A volte accade che l’adulto mostri una violenza che il bambino non può comprendere e dalla quale viene turbato, lacerato. Se poi questo adulto è uno dei riferimenti affettivi del piccolo, la ferita è ancora più profonda e porta l’anima dei piccoli ad inabissarsi nel profondo del proprio fragile sé. L’incontro con un adulto vivificante, però, diviene occasione per risalire dal fondo, per ritornare alla luce, per ritornare a respirare e, nel calore del fuoco relazionale, provare ad esserci, provare a scegliere di starci in questa vita.

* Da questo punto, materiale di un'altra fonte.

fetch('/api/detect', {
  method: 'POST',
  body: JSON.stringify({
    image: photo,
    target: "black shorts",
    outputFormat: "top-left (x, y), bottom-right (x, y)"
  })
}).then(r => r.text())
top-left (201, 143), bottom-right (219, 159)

È nella stanza d’analisi che si cerca, insieme, di ricucire con ago e filo gli strappi del tessuto dell’anima, ormai ridotta a brandelli che, con pazienza e lentezza, si cerca di riparare, come nelle storie di Melissa, Valentina, Lucia e Virginia, Simona e Melania, Celeste, Elia e Salvatore narrate in questo testo.

Il percorso con il terapeuta, in questi casi, diviene occasione di cura, nel senso di prendersi cura, di prendere con sé la fatica dell’altro, la scelta del paziente e, maneggiandola con delicatezza, dare spazio e tempo.

Nell’intimità di una stanza accade qualcosa di magico quando “due personalità s’incontrano” autenticamente: la condivisione può avvenire, la storia può iniziare e si può cominciare… a filare.